If the Hittites and Jebusites and Canaanites would have repented of their evil ways—what would God have done? Interesting question. But not one available to the Amalekites; they could never repent for what their forefathers did.

In fact, in reviewing the history, we see remarkable forbearance and restraint on the part of the Amalekites. After Saul almost wiped them out, David was busy attacking their cities, equally killing all the men and women. Yet when the Amalekites attacked David’s city, they do not kill a single women or child. Not one.

Can you imagine your parents or grandparents all but eliminated by Saul? Your cousins and brothers and sisters are currently being killed by David. And all are claiming the mandate of a God, the blessing of the Creator to kill you, your children and all you know.

And you have an opportunity to fight back. A moment to attack the dreaded enemy. And you do NOT do to them what they did to you. Sounds like the Amalekites had pretty good handle on the Golden Rule long before Jesus came along.

To no avail. God has no mercy when your grandparents went to war…

All of which leads me to the $64,000 question—how does a skeptic tell the difference? We see people justifying their actions all the time: “The Devil made me do it,” “I was a product of a broken home,” “He hit me first!” Certainly a God is a convenient justification.

Here we have humans killing humans. For reasons that are not acceptable. Yet it is justified with the claim “God ordered me to do it.” How do I tell the difference between humans using God as an excuse to do what humans have always done, and a God that has the moral ability to order genocide? An ability in which I have no feasible way to verify or even view the law by which God is supposedly conforming?

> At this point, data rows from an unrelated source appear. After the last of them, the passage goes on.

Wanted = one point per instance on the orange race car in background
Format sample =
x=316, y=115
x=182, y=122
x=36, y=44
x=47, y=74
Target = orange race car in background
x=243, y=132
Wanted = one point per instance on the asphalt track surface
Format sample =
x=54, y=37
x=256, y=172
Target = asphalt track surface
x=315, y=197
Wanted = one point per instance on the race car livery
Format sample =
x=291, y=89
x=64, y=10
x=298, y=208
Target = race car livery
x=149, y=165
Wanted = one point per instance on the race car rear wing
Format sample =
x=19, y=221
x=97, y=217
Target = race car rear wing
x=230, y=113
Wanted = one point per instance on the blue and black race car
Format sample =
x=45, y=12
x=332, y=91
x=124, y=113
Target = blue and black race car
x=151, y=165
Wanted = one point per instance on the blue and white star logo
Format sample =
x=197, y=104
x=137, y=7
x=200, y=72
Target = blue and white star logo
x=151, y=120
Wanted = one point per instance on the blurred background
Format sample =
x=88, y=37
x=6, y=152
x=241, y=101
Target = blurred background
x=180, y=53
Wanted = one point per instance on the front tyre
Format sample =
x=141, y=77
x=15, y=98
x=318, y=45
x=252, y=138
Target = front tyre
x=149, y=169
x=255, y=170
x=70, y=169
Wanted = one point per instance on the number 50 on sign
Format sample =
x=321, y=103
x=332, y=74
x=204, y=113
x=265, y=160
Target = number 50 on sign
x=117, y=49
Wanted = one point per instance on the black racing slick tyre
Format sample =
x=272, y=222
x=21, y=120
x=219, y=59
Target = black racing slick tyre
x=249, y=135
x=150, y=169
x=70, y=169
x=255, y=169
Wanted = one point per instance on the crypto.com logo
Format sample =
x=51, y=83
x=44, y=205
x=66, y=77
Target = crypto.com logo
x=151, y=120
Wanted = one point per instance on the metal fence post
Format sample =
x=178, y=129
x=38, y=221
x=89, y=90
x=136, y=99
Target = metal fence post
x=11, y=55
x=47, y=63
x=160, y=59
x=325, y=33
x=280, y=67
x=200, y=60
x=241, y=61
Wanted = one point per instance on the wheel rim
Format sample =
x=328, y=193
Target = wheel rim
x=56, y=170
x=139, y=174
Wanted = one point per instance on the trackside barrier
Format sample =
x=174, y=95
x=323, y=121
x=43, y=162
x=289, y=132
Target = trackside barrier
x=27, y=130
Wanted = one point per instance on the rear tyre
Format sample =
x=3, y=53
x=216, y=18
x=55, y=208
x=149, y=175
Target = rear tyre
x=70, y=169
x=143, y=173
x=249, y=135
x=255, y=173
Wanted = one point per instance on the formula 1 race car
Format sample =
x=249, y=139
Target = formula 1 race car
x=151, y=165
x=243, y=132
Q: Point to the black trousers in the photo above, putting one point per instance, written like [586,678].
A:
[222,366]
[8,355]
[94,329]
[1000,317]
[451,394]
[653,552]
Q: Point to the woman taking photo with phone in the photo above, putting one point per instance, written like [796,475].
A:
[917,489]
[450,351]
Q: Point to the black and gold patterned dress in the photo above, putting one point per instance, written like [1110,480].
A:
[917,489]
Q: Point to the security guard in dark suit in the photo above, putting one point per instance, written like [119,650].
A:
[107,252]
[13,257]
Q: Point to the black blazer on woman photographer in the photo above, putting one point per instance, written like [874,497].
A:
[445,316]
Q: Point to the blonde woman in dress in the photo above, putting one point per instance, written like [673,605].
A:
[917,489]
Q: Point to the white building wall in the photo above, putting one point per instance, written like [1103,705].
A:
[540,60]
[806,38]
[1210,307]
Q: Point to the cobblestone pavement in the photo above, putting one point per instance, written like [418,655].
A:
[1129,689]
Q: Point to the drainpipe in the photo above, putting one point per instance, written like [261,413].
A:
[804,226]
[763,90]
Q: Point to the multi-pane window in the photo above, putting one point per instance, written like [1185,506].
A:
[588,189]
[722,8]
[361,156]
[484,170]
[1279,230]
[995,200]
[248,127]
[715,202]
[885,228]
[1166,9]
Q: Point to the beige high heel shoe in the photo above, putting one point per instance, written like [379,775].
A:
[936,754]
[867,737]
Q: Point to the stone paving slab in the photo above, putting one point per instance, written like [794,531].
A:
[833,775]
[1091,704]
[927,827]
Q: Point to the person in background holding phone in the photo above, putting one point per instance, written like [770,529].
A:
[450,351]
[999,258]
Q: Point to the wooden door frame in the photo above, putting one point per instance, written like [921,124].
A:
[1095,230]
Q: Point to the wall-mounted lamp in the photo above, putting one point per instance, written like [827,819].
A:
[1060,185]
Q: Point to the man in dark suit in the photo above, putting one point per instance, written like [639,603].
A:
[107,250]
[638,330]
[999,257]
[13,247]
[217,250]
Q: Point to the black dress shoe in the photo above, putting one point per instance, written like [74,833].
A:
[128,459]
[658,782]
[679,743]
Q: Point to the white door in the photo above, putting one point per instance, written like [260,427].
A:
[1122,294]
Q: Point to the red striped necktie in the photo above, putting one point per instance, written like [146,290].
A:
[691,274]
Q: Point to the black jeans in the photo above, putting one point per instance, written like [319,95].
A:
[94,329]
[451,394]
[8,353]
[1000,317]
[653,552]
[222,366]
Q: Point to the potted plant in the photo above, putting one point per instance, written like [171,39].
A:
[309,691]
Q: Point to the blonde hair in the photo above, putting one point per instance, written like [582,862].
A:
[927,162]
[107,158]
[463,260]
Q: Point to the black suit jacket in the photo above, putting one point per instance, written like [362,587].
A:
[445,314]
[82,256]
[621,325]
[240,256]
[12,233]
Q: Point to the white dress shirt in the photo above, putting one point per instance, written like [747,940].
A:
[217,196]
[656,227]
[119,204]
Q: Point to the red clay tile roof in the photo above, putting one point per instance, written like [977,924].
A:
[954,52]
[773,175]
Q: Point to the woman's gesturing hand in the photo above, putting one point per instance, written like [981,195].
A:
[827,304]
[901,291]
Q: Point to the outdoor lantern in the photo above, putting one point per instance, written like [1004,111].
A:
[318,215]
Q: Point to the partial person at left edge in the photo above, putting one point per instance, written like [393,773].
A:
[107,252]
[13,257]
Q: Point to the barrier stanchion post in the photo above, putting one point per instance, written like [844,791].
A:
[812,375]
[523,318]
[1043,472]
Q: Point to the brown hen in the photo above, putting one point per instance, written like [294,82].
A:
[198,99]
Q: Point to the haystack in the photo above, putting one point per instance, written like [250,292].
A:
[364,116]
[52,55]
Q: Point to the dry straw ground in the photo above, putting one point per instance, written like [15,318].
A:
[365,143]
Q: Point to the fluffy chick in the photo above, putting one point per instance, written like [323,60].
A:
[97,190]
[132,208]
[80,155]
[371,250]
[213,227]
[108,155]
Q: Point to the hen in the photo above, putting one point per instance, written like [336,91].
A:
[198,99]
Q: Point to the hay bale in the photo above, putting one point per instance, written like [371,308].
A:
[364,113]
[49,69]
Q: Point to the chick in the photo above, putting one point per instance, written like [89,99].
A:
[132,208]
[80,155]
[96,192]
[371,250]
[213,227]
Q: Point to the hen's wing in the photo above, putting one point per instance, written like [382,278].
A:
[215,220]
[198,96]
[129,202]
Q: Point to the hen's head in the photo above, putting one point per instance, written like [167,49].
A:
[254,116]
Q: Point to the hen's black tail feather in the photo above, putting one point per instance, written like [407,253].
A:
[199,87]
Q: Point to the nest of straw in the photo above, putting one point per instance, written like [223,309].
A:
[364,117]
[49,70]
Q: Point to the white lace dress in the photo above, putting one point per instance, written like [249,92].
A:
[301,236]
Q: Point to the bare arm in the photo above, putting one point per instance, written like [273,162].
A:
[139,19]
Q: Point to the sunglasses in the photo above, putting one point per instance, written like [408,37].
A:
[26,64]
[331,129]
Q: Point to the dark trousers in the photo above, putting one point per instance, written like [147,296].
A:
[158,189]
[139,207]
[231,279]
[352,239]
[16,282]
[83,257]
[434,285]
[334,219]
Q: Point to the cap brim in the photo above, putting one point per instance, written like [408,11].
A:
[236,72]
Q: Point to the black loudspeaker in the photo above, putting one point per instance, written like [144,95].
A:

A small story to make my point:

When I was in the early stages of deconversion, I was struck by the unsettling issue of whether we were giving the benefit of the doubt to incidents in the Tanakh, simply because they were “Christian.” How do I remove my own bias from the equation and treat the story as if it came from another religion? How would it be considered then?

One day, in Sunday School, I mentioned how I had been studying the Qur’an. And that within the Qur’an it indicated that Allah had granted the land of Palestine to the Muslims, giving them the right to kill all non-Muslim inhabitants within. Further, that the Qur’an clearly states those of us outside of Palestine are Infidels, and if we did not convert to Islam, the Muslims are entitled to kill all the males, taking the females and children as rightful plunder.

There were statements of “Tsk, tsk” and “How awful” and “Can’t they see how wrong that is?”

I then indicated that those statements were NOT actually from the Qur’an, but were taken directly from Deut. 20:10-18. That it was YHWH, not Allan. And the Hebrews, not the Muslims. After an uncomfortable silence, and a few “Harumphs” as the people openly displayed their indignation at being deceived into condemning the Bible, a person coughed out, “Well, that was a different time…let’s move on!” and the whole uncomfortable affair was left behind.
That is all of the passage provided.